In the fraught political atmosphere of the 1580s, Lady Frances believed others were “complotting” her ruin. A libellous pamphlet by Arthur Hall – a notorious rogue MP who tried to woo her – was burned by her nephews the Harrington family in 1588. Was it because of these accusations and plots that she adopted her motto, Dieu me garde de calomnie, which became the college motto? Was it these libels that moved her to ensure she would be remembered in grand physical monuments? Did she plan her funeral monument at Westminster Abbey and a second “goodly and godly” one at Cambridge to help repair her reputation? And what exactly were the accusations against her?

Lady Frances died in 1589 and her main executors, supervised by Archbishop Whitgift, were Sir John Harrington, who was guardian of the doomed Princess Elizabeth, and the lawyer Henry Grey, Earl of Kent. Without these men, Sidney Sussex would never have been founded.

Lady Sidney Sussex wanted her new college to be a Puritan foundation, “some good and godlie moniment for the mainteynance of good learninge.”

It would have bee easier for the executors to give her money to Clare, as the will allowed. Their plans also faced stiff opposition from the Master and Fellows of Trinity College, which had been founded by Henry VIII, who gave Trinity the freehold to the site, which was once Grey Friars’ House.

So why did these men persist despite the difficulties they faced between the reading of the will in 1589 and Saint Valentine’s Day 1596, when the deed was signed?

Eventually, Queen Elizabeth intervened on their behalf with the Master and Fellows of Trinity College and building work began in 1595, following the plans of the Cambridge architect, Ralph Symons. By 1598, Hall Court, including the Hall and the Master’s Lodge, was ready for occupation.

Today, Sidney has one of the few master’s lodges that is still in heart of the old college. In all, 200 students live on the main college site, and in term-time, meals are served for fellows and students three times a day in the Hall.

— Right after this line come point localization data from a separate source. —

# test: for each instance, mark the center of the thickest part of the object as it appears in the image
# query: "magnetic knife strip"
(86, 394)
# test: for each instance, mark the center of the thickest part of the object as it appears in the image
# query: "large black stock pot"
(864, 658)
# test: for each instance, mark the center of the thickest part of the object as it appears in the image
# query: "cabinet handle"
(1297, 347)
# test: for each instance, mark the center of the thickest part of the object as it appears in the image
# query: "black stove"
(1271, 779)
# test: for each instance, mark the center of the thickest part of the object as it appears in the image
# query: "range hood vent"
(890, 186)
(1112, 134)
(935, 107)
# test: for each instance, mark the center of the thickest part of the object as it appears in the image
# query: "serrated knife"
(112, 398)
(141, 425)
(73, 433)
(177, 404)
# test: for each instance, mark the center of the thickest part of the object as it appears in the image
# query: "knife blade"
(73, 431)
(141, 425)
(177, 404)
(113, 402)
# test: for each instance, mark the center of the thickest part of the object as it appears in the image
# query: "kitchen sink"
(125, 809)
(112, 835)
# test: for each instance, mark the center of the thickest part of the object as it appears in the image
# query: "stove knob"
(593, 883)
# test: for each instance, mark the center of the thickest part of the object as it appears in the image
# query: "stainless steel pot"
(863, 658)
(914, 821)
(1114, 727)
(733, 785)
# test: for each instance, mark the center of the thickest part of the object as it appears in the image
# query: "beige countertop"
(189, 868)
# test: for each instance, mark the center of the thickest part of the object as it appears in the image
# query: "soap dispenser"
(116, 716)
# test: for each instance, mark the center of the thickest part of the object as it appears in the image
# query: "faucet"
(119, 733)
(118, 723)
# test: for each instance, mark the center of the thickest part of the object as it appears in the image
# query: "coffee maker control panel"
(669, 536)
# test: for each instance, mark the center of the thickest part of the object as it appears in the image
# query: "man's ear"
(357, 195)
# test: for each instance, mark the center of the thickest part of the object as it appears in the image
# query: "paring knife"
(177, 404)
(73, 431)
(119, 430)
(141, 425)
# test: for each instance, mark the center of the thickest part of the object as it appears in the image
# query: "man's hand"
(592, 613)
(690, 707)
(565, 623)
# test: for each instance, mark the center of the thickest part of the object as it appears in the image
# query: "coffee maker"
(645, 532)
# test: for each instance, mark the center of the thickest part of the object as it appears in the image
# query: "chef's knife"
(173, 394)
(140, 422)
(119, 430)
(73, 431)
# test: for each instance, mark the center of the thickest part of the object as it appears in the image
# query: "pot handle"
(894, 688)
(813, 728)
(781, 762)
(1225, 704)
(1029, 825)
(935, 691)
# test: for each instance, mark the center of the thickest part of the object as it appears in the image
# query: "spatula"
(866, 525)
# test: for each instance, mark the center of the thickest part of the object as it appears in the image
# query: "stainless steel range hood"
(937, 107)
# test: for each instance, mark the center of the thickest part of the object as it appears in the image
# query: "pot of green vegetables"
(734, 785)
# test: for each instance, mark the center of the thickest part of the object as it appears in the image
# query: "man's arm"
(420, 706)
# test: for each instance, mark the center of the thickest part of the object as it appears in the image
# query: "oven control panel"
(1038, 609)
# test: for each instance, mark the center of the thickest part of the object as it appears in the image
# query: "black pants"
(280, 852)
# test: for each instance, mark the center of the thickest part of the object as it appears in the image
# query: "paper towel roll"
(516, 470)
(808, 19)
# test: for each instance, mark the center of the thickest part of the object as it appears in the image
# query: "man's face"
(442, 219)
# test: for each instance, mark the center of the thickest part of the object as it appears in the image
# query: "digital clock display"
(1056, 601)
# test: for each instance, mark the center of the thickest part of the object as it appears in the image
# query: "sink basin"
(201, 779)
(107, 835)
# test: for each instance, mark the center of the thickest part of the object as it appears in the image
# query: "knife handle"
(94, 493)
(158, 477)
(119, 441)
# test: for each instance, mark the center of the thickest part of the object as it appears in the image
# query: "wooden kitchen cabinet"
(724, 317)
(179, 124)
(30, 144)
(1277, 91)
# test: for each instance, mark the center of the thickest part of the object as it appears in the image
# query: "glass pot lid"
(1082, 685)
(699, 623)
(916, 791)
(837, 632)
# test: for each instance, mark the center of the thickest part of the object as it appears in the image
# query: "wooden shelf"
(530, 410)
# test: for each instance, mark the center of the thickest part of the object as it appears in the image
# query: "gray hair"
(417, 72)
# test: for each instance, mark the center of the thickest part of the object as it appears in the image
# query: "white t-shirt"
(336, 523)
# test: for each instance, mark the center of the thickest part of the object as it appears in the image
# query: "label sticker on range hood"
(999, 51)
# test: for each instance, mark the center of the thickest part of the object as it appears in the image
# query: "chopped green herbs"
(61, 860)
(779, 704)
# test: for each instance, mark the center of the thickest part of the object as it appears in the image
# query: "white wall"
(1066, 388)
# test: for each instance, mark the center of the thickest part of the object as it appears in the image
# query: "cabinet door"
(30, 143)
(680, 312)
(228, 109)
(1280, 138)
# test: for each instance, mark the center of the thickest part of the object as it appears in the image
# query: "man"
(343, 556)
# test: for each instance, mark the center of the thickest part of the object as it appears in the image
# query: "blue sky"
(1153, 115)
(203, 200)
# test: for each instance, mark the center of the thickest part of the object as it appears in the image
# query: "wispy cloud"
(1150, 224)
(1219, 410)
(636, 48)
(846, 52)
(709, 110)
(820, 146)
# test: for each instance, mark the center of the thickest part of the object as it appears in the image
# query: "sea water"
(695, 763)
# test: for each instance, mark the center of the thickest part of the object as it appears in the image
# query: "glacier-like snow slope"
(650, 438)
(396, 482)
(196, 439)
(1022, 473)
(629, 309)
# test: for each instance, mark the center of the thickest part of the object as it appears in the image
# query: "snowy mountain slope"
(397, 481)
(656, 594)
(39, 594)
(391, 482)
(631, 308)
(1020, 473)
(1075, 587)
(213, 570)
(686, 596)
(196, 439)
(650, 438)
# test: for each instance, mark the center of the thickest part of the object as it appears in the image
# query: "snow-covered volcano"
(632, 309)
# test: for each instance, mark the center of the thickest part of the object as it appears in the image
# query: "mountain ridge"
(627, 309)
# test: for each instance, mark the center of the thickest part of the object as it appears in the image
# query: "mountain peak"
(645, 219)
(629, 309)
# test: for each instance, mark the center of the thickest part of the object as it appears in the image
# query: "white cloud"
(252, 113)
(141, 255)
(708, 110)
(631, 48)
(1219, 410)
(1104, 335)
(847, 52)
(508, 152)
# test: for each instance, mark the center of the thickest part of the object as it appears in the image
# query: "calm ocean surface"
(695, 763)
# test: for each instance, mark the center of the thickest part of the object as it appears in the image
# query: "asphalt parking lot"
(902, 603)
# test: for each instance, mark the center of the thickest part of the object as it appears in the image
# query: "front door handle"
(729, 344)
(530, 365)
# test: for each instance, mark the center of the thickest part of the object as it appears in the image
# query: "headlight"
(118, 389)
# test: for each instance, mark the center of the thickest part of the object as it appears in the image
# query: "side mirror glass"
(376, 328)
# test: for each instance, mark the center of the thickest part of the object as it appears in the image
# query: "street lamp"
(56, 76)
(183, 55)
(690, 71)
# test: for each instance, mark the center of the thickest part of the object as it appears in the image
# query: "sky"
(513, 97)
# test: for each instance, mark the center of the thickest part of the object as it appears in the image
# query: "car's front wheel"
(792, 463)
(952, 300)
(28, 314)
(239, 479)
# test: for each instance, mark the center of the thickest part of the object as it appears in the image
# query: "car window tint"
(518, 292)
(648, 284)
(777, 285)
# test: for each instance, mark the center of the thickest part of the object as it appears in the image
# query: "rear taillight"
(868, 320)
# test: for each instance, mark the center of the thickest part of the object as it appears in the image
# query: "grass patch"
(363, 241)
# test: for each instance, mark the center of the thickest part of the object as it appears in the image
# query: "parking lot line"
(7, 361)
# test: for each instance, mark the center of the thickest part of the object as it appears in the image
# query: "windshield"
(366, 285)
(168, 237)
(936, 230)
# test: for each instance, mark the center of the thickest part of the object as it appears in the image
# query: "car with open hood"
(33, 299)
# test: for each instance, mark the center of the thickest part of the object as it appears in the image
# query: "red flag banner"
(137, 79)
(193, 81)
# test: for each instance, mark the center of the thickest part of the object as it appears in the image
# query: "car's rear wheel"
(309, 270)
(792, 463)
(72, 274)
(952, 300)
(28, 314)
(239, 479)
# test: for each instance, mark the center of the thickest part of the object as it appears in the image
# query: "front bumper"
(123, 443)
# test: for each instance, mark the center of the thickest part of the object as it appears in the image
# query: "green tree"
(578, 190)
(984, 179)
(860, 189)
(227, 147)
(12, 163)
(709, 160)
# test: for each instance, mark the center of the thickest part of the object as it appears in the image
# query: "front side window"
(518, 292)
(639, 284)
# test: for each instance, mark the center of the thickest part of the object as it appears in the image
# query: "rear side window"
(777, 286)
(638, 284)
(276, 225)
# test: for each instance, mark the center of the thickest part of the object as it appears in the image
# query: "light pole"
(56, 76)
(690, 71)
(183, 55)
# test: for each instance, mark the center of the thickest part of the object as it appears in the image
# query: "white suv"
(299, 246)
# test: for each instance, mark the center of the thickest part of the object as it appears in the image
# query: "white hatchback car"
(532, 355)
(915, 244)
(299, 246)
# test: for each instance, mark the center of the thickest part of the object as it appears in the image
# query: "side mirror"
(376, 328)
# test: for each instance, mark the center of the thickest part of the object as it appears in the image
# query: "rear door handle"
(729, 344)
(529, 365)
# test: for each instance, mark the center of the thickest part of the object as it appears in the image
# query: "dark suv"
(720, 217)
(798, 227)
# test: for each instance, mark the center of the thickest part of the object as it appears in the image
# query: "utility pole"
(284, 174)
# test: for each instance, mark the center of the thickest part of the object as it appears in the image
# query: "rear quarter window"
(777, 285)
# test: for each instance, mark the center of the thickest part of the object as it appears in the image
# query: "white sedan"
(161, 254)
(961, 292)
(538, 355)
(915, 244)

Around 1750, the original hall, which was an Elizabethan tie-beamed hall, was extensively remodelled on classical proportions by the Cambridge scholar and architect, James Burrough, who gave it its fine plaster ceiling, the musicians’ gallery. It is a pity, perhaps, that the surviving huge roof is now obscured to view.

The hall was repainted in 2002, and can now be appreciated as one of the finest rococo interiors of Cambridge. Three times a day, as we eat in the hall, the portrait of Lady Sidney Sussex looks down on us benignly.